デモニック
どうも、松本です。今回は、『デモニック』についてです。
まずは簡単な概要とあらすじから。
【概要】
『デモニック』は、2021年に公開されたアメリカのSF・ホラー映画。監督はニール・ブロムカンプ。
【あらすじ】
故郷に戻って来たカーリーは、絶縁していた母アンジェラが、全身マヒで昏睡状態になっていると伝え聞く。母が保護されている医療新興会社セラポールを訪れると、医師のマイケルから、「シミュレーション」と呼ばれる意識へと繋がる仮想空間に入り、母を呼び戻して欲しいと頼まれる…
この作品、一般的な評価がとてもよろしくないのですが、映画としてはそこまで悪い出来ではないかと思います。
何の期待もせずに配信でなんとなく見たとしたらそれなりに満足できるレベルの映画ではあるかと思います。
大満足して高評価できるかと言ったら別ですが、とはいえそこまで極端にひどい部分のある映画でもないかと思います。
じゃあ何でこの映画の評価がここまで低いかと言ったら、この映画の監督がニール・ブロムカンプだからだと思います。
ニール・ブログカンプってめちゃくちゃ面白い映画を撮る監督ですからね。
しかも内容は仮想現実もの。凶悪犯の頭の中に入り込むという、その手の映画としては名作と名高い『ザ・セル』と同じようなストーリー。
いわばニール・ブロムカンプ版ザ・セルを期待した人もそれなりにいるかと思いますし、それを抜きにしたってビジュアルにしても何にしても名作フラグが立ちまくっているわけです。
それらのフラグや視聴者の心を叩き割るような面白くなさがこの映画の最大の特色です。
つまらないのではなく面白くない。絶妙に盛り上がらない。この部分のニュアンスがちょっと難しかったりするのですが、とにかく面白くなりそうなフラグが立ちまくりだし、作中でも、何度もここからは盛上がるのだろうな、というポイントが あるのですが、それら全てをなぜか素通りするという謎仕様。
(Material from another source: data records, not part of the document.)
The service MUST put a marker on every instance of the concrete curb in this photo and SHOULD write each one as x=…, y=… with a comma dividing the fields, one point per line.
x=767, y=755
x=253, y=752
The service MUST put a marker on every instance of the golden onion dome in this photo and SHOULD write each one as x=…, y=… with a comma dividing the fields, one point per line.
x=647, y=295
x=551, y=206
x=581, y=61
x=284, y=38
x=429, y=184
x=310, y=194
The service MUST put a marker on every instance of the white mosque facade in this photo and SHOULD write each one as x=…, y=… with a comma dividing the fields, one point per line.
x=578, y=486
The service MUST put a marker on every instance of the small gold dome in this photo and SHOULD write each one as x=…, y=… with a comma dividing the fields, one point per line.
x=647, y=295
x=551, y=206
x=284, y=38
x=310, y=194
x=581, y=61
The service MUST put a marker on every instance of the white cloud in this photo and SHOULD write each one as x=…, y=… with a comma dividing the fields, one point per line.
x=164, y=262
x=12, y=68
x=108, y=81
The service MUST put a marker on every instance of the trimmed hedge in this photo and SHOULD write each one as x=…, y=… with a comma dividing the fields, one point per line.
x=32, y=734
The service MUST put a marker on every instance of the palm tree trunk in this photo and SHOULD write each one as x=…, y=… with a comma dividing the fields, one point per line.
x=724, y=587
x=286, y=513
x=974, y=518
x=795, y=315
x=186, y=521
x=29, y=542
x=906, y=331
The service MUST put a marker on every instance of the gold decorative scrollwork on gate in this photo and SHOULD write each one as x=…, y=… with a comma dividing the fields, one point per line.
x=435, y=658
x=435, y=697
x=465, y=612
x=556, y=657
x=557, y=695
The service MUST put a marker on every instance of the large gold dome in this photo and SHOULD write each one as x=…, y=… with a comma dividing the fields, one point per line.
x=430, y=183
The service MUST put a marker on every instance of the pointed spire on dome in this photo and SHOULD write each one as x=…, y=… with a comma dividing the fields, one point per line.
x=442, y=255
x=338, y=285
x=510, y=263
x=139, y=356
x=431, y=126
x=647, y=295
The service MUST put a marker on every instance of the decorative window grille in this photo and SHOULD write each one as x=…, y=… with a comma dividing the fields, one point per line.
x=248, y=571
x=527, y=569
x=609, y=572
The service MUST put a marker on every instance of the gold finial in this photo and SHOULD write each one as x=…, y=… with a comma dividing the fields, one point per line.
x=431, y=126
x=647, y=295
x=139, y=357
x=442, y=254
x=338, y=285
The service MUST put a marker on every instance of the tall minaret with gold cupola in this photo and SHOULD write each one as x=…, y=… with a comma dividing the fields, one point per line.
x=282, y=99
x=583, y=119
映画の中盤になるとかなり退屈になってくるのですが、とはいえ監督はニール・ブロムカンプ。ここまではあえて退屈させてタメを作って後半から一気にたたみかける算段なんじゃないか。
何かしらの仕掛けやサプライズはあるだろうと、誰もが思うと思うのですが。だってニール・ブロムカンプ監督作品だし。
しかし結局何も起こらず、盛り上がりどころも全てスルーしてエンディング。
ニール・ブロムカンプは一体どうしちゃったんだろうと心配になるような面白くなさ。
社会実験か何かであえて計算してつまらなくしているんじゃないかと疑わしく思ってしまうくらいに。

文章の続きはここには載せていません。